JAKARTA – Kementerian Energi dan Sumber Daya Mineral (ESDM) dan PT PLN (Persero) didesak mempertimbangkan kembali upaya mengurangi porsi energi baru terbarukan (EBT) dalam Rencana Usaha Penyediaan Tenaga Listrik (RUPTL) 2018-2027. Selain dapat meningkatkan risiko PLN jangka panjang, pengurangan tersebut akan makin memperburuk persepsi risiko dan investasi EBT di Indonesia.

“Investor akan memandang  pemerintah Indonesia plin-plan, karena tidak konsisten dengan target yang dibuat sendiri, yaitu 23% bauran EBT pada 2025. Selain itu, pemerintah juga bakal dinilai tidak memiliki komitmen untuk berkontribusi pada upaya penurunan emisi gas rumah kaca global, sebagaimana komitmen Presiden Joko Widodo tahun 2015 lalu,” kata Faby Tumiwa, Direktur Eksekutif Institute for Essential  Services Reform kepada Dunia Energi, Sabtu (3/2).

Menurut kajian International Renewable Energy Agency (IRENA), potensi pembangkit EBT yang dapat dibangun di Indonesia mencapai tujuh gigawatt (GW) per tahun sampai 2030, 3,1 GW diantaranya adalah teknologi pembangkit listrik tenaga surya (PLTS) dan rooftop.

Faby mengatakan, pendekatan dan strategi inilah yang tidak tampak dalam penyusunan RUPTL 2018- 2027. “Menteri ESDM berkali-kali mendesak harga listrik EBT turun, bahkan lebih murah daripada harga listrik PLTU tetapi sejauh ini pemerintah tidak memiliki kerangka kebijakan yang komprehensif dan strategi yang terarah dan terukur bagaimana mencapai harga energi terbarukan yang lebih kompetitif,” ungkap dia.

Yang terjadi, kata Faby, adalah Menteri ESDM justru membuat aturan yang menghambat investasi EBT melalui penerbitan Permen ESDM Nomor 50 Tahun 2017. Pasokan yang berlebih (over supply) pembangkit listrik energi primer yang dibangun oleh PLN dan swasta (IPP) dapat memicu terjadinya stranded asset (aset mangkrak), karena kapasitas yang sudah dibangun tidak dibeli listriknya oleh pelanggan. Dampaknya, adalah beban keuangan yang harus ditanggung oleh PLN dan IPP meningkat, dan dapat memicu kerugian finansial PLN.

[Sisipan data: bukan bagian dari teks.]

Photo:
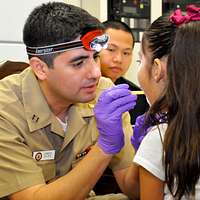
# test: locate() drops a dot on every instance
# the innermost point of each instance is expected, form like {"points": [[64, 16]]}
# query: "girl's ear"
{"points": [[159, 69], [39, 67]]}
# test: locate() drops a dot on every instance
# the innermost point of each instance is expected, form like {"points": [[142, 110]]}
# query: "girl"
{"points": [[169, 156]]}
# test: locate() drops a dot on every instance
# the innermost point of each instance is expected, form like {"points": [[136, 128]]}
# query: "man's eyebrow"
{"points": [[78, 58]]}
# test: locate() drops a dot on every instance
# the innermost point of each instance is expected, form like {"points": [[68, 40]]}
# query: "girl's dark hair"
{"points": [[182, 138], [181, 98]]}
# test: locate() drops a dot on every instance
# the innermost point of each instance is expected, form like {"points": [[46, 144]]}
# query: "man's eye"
{"points": [[96, 56], [127, 53], [138, 61], [110, 49], [79, 63]]}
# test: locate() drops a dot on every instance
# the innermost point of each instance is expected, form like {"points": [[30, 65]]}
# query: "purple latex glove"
{"points": [[140, 130], [108, 111]]}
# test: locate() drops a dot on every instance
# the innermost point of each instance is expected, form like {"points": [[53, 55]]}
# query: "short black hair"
{"points": [[118, 25], [53, 23]]}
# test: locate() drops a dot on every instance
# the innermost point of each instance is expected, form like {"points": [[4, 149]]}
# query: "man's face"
{"points": [[116, 59], [74, 76]]}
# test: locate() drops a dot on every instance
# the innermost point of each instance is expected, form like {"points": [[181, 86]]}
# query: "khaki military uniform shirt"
{"points": [[34, 148]]}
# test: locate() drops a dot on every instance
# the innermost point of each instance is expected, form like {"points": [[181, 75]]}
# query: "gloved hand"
{"points": [[140, 130], [108, 111]]}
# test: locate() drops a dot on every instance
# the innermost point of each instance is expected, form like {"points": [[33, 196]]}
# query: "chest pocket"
{"points": [[48, 169]]}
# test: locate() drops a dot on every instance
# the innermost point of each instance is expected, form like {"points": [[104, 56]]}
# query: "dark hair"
{"points": [[159, 37], [119, 25], [182, 139], [181, 98], [53, 23]]}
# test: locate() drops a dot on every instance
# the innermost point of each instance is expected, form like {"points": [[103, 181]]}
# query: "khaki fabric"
{"points": [[27, 126]]}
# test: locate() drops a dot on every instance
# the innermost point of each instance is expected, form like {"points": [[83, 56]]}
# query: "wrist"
{"points": [[102, 151]]}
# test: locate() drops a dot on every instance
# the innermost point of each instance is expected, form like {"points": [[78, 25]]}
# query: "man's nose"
{"points": [[94, 69], [118, 56]]}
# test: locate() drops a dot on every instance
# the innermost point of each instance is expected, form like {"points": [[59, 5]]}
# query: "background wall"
{"points": [[14, 13]]}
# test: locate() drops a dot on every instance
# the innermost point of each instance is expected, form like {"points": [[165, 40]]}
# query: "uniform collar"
{"points": [[37, 111]]}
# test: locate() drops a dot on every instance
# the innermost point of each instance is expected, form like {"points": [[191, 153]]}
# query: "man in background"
{"points": [[116, 59]]}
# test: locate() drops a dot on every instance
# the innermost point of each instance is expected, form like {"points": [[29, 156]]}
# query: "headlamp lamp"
{"points": [[93, 40]]}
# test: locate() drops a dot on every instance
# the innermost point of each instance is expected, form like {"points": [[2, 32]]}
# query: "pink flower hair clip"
{"points": [[192, 14]]}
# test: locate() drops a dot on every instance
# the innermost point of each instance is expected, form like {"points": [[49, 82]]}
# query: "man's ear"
{"points": [[159, 69], [39, 67]]}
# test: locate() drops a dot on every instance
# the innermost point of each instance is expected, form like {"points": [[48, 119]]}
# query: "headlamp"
{"points": [[93, 40]]}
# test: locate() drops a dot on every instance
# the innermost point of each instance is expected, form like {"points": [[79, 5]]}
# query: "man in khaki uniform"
{"points": [[50, 147]]}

Risiko peningkatan biaya pembangkitan listrik akibat kenaikan biaya energi primer, khususnya batu bara dan BBM, seperti yang terjadi saat ini pada PLN, sesungguhnya dapat dimitigasi dengan membangun lebih banyak pembangkit EBT yang biaya listriknya tidak terpengaruh harga bahan bakar.

Dengan demikian, menurut Faby, konsumsi energi primer dapat dikurangi secara perlahan. Pembangunan pembangkit EBT skala besar di sistem Jawa-Bali secara teknis dimungkinkan, asalkan PLN dan Kementerian ESDM bisa keluar dari dogma perencanaan listrik yang konvensional dengan memberi ruang penetrasi EBT yang lebih besar. Walaupun biaya teknologi EBT di dunia turun drastis dalam sepuluh tahun terakhir, biaya investasi energi terbarukan di Indonesia masih relatif tinggi. Hal ini disebabkan karena faktor risiko yang masih dinilai tinggi dan mempengaruhi bankability project, tingginya biaya pengadaan lahan, dan suku bunga domestik.

Biaya investasi akan turun seiring dengan peningkatan kapasitas
pembangkit EBT. Oleh karena itu, pembangunan pembangkit EBT yang bersifat intermittent seperti surya (PLTS dan rooftop solar) dan bayu perlu ditingkatkan hingga 1.000-2.000 MW untuk membuat biaya investasi turun.

“Menteri ESDM yang akan mengesahkan RUPTL harus memahami konsekuensi persepsi investor di bidang energi yang semakin negatif,” tandas Faby.(RA)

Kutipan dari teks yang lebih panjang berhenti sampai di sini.